Thursday, 26 May 2011

Bicycle helmet designs

I have to come clean - I am not a bicycle helmet wearer for everyday cycling.
I know this is a controversial issue, with strong feelings on both sides, but I generally come down on the side of feeling that learning to cycle competently and dealing effectively and vigilantly with traffic is the best way to maintain overall safety, rather than relying on protective clothing. Helmets may provide the "icing on the cake" in terms of additional security, but I've seen so many poorly fitted, useless helmets on people cycling like idiots, that I think in general terms it is better to focus on increasing cycling competency than helmet-wearing.

I'll admit, too, that I am also put off by the expense of replacing them, the fact that they are a pain to carry round with you once you are off the bike and the fact that, quite frankly, they look horrible. I wear them for mountain biking, but everyday utility cycling... no.

However, I was very interested to read in the paper this morning about a new design of flat-packable cycle helmet that is up for a Dyson Design award. Here it is, designed by French student Julien Bergignat:

Ok, so it is still a bit weird looking when on, but in quite a funky way!
In searching for these pictures, I came across a whole host of innovative and funky prototype helmet designs. Intramuros magazine in France even held a helmet design competion last year that received 164 entries! Here are some of my favourites from their website,

The helmet that doubles as a bag
Multi-coloured Manga hair style

A helmet with a rigid, lockable strap so you can lock it to the frame of your bike when you leave it

The Chic Option

Squeezes down to fit the wearer's head

The competition winner - a lightweight, aesthetic, adjustable design based on a resilient composite material

Of course, resilience to impact is an over-riding issue that hasn't necessarily been proven yet in these prototypes, but it does demonstrate that there are numerous creative ways we could be thinking about helmet design that might help overcome some of the barriers to wearing them, ensure a better (safer) fit and persuade people like me to add them to their everyday cycling attire.

Tuesday, 24 May 2011

Bikes and Trains (and folders)

This morning, 8 cyclists were chasing the measly 3 bicycle spaces provided on my usual train to work (the 08.11 from Bristol Temple Meads to Taunton).
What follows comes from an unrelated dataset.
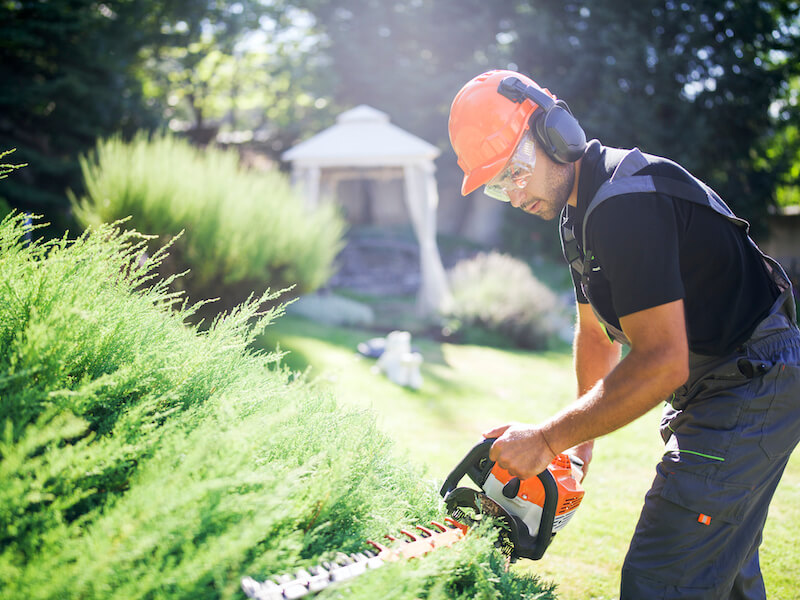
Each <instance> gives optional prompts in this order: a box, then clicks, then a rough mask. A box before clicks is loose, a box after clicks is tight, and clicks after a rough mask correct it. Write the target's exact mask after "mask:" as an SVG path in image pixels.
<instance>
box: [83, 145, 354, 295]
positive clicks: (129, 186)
mask: <svg viewBox="0 0 800 600" xmlns="http://www.w3.org/2000/svg"><path fill="white" fill-rule="evenodd" d="M80 162H81V169H82V172H83V177H84V180H85V187H86V190H87V191H86V196H84V197H82V198H80V199H78V198H76V197H75V196H74V195H72V196H71V200H72V204H73V210H74V213H75V216H76V218H77V220H78V222H79V223H81V224H82V225H84V226H89V225H92V226H95V227H96V226H98V225H100V224H101V223H111V222H114V221H117V220H119V219H124V218H127V217H130V219H131V221H130V223H131V226H132V227H134V228H136V229H137V230H139V231H142V232H145V233H148V234H155V235H157V236H158V239H157V243H158V244H162V245H163V244H164V243H166V241H167V240H169V239H171V238H172V237H174V236H176V235H177V234H179V233H180V232H181V231H183V235H182V237H181V238H180V239H179V240H178V241H177V242H176V244H175V245H174V247H173V248H172V250H171V252H170V257H169V258H168V259H167V261H166V264H167V266H168V269H167V270H168V271H171V272H181V271H184V270H185V269H190V272H189V273H188V274H187V276H186V277H184V278H182V279H181V280H180V281H179V283H181V284H182V285H185V286H186V287H187V291H188V292H189V293H190V296H191V297H193V298H195V299H200V298H211V297H216V296H221V297H222V298H223V300H228V301H227V303H226V304H223V305H222V306H223V307H225V306H228V307H229V306H232V305H233V304H235V303H237V302H238V301H241V300H243V299H244V297H246V296H247V295H248V294H249V293H250V291H252V290H256V291H257V293H260V292H261V291H263V290H264V289H265V288H266V287H272V288H273V289H275V288H281V287H287V286H289V285H294V286H295V291H296V292H297V293H299V294H302V293H307V292H311V291H313V290H316V289H317V288H319V287H320V286H322V285H324V284H325V283H326V282H327V281H328V279H329V278H330V276H331V274H332V269H333V261H334V259H335V257H336V255H337V253H338V252H339V250H340V248H341V244H342V235H343V230H344V225H343V220H342V219H341V217H340V216H339V215H338V214H337V213H336V210H335V208H334V207H333V205H332V204H323V205H322V206H319V207H317V208H316V209H315V210H314V211H313V212H311V211H309V210H308V209H306V207H305V206H304V205H303V201H302V199H301V198H299V197H298V196H297V195H296V194H295V193H294V191H293V190H292V189H291V187H290V185H289V182H288V180H287V178H286V176H285V175H283V174H282V173H280V172H278V171H277V170H275V171H269V172H266V173H261V172H255V171H248V170H244V169H242V168H241V167H240V166H239V161H238V156H237V154H236V153H235V152H233V151H224V150H221V149H217V148H213V147H208V148H202V149H201V148H196V147H194V146H191V145H190V144H189V142H187V141H185V140H182V139H178V138H175V137H173V136H171V135H155V136H152V137H148V136H147V135H145V134H139V135H137V136H136V137H135V138H134V139H133V140H132V141H131V142H125V141H123V140H122V139H121V138H119V137H114V138H110V139H106V140H101V141H99V142H98V144H97V147H96V149H95V150H94V151H93V152H92V153H90V154H89V155H88V156H84V157H82V158H81V161H80ZM156 246H157V245H156Z"/></svg>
It’s quite interesting to view the social dynamics of the bike-space competition. Should it be first-come-first-served, with those arriving on the platform first getting first dibs on the spaces, or should there be some sort of communal needs-based assessment with the most time-pressured individuals being granted priority? I must say it warms my heart when the latter happens, but it is a rarity as people travelling at that time in the morning (peak time) tend to need to be at their destination at a given time. I haven’t yet seen any all-out platform rage, as people stake their priority claim to a bike space, but I’m sure it must happen on some of the busier commuter routes, perhaps taking the form of bicycle-mounted umbrella jousting (see here for tips

A friend of mine, who regularly commutes with bicycle between Bath and Bristol, has taken to cycling in the opposite direction and boarding at one of the small stations before Bath as he has no chance of boarding at Bath Spa itself. Clearly the solution here might be to “man up” and just cycle the full 15 miles between Bath and Bristol but he’s claiming the 7-8 miles additional combined cycle at either end as justification!

Train companies don’t really like carrying bicycles as the longer loading times messes with their timetabling, but arguably providing less awkward bike spaces where you don’t have to perform bicycle origami to get them into the allotted space might speed up the boarding process. There is clearly a demand, evidenced by this morning’s 5 stranded cyclists and the fact that you can’t get a bicycle reservation on that train for anything short of services usually censored by a super-injunction.

The MBTA's Bike Train has half a carriage dedicated to carrying bikes

So what to do? Lobbying the train operators or your MP for change (find rail company details on and your MP on may generate the best results, but it’s a long-term solution. In the short-term, I was amused to find out about a range of “stealth” bicycle bags “ideal for sneaking on to trains and buses” as the website of one manufacturer claims -  They aren’t cheap and you have to dismantle your bike, but if you are a regular bike-train traveller it might be worth it – I’d love to see them in action. Several travellers on my train now have two bicycles that they use at either end of their train journey. Myself, having been left on the platform one too many times, eventually crumbled and invested in a second-hand Brompton. I might look like a smarmy git, but at least I can always get on the train. 

Smarmy git (aka my mate Ryan) demonstrating integration of rail and folding bicycle!